How many liters of hydrogen gas can be produced as 295k and 99.0 kPa if 22.3 grams of potassium metal react with excess water?
2K + H20 = 2KOH + H2
You didn't balance the equation so I have done that.
2K + 2H20 = 2KOH + H2
mols K metal = grams/atomic mass = 22.3/39.1 = 0.570
The equation tells you with the coefficients aht 2 mols K will produce 1 mol H2 gas; therefore, 0.570 mols K will produce0.570/2 mols = ?
Then PV = nRT. You know P and n and R (8.314 if you use kPa), and T is 295 K. Solve for V in liters. Post your work if you get stuck
I think I have the correct answer, but would the answer be 6.50 L of hydrogen gas?
NOPE. I'll find the error if you show you set up and the math.
To find the number of liters of hydrogen gas produced, we can use the ideal gas law equation.
The ideal gas law equation is given as:
PV = nRT
Where:
P = pressure (in kilopascals, kPa)
V = volume (in liters, L)
n = number of moles
R = ideal gas constant (0.0821 L·atm/mol·K or 8.314 J/mol·K)
T = temperature (in Kelvin, K)
First, we need to calculate the number of moles of hydrogen gas produced. We can use the stoichiometry of the balanced chemical equation to do this.
From the balanced chemical equation:
2 moles of potassium (K) react with 2 moles of KOH and produce 1 mole of hydrogen gas (H2)
Given that 22.3 grams of potassium (K) react, we can calculate the number of moles of potassium:
Molar mass of potassium (K) = 39.1 g/mol
Number of moles of potassium (K) = Mass / Molar mass
Number of moles of potassium (K) = 22.3 g / 39.1 g/mol
Next, we use the stoichiometry of the balanced chemical equation to find the number of moles of hydrogen gas produced:
According to the balanced equation: 2 moles of potassium (K) produce 1 mole of hydrogen gas (H2)

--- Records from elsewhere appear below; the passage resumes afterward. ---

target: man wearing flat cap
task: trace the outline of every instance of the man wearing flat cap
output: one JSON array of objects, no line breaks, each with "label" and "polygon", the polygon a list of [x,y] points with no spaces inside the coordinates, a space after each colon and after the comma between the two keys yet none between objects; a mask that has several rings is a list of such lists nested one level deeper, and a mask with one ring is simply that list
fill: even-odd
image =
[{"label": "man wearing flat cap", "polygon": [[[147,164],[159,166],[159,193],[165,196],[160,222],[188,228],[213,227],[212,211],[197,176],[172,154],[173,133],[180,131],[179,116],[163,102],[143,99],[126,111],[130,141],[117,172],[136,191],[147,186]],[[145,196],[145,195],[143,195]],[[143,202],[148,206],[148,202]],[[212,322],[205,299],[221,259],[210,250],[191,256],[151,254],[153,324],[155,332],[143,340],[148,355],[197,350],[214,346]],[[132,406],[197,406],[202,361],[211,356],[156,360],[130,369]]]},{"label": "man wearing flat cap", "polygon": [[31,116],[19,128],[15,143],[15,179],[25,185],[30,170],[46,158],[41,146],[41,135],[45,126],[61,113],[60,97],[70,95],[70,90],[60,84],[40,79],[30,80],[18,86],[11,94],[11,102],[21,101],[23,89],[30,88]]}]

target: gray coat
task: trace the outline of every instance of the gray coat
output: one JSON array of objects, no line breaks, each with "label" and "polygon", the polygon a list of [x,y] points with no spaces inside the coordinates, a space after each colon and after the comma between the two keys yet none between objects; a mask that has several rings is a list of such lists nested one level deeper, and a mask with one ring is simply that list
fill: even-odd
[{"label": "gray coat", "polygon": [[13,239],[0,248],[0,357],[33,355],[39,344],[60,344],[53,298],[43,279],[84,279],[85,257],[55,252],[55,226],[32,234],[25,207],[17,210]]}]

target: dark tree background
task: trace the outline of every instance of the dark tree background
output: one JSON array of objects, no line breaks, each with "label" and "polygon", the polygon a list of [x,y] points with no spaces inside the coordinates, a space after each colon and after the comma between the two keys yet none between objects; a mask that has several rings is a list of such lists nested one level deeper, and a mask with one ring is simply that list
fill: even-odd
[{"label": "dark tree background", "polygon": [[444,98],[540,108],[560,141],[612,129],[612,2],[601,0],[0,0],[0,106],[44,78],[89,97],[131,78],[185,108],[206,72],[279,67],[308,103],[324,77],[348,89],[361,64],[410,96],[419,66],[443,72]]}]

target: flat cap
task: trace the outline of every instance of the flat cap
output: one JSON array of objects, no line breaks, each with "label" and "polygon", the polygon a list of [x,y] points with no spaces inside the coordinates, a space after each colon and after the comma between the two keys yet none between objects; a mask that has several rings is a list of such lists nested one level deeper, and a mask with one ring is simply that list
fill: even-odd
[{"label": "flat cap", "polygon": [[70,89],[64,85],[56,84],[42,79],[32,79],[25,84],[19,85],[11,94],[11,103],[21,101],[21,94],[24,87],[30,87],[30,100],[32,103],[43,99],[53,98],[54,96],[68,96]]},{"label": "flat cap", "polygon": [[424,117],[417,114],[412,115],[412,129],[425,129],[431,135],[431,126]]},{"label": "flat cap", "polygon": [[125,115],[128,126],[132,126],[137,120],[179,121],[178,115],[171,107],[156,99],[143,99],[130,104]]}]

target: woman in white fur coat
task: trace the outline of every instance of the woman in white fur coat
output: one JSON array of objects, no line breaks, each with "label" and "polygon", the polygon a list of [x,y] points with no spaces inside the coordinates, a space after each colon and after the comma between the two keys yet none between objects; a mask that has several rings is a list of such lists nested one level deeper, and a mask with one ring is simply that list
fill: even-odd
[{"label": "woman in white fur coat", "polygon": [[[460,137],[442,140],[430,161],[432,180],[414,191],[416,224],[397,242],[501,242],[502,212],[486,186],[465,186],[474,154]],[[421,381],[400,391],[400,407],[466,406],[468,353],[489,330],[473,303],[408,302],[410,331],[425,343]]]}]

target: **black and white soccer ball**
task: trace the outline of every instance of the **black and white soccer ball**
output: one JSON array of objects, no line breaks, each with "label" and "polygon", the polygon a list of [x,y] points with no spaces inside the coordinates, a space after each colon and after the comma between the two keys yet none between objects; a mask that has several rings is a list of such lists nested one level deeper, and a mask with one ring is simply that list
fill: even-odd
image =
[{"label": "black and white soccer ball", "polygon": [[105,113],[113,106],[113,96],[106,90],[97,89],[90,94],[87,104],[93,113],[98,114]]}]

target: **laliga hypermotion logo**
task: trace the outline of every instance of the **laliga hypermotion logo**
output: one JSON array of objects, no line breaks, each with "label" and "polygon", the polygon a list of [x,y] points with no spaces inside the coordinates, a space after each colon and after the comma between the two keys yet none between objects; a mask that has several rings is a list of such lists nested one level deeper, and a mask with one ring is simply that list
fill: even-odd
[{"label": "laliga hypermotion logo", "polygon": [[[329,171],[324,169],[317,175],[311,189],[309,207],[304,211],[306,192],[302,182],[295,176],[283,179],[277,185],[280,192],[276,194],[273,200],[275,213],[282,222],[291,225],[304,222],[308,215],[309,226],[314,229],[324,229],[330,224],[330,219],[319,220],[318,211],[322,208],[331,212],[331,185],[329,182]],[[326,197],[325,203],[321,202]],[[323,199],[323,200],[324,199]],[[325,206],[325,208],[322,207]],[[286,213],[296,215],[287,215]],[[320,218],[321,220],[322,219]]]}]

Number of moles of hydrogen gas (H2) = Number of moles of potassium (K) / (2 moles of potassium (K) : 1 mole of hydrogen gas (H2))
Now, with the number of moles of hydrogen gas, we can use the ideal gas law equation to find the volume (in liters) of hydrogen gas produced. Rearranging the equation to solve for V, we have:
V = (nRT) / P
Given that the temperature is 295 K and the pressure is 99.0 kPa, we can substitute the values into the equation and solve for V:
V = (number of moles of hydrogen gas) x (Ideal gas constant) x (temperature in Kelvin) / (pressure in kPa)
By substituting the known values, we can calculate the volume (V) in liters.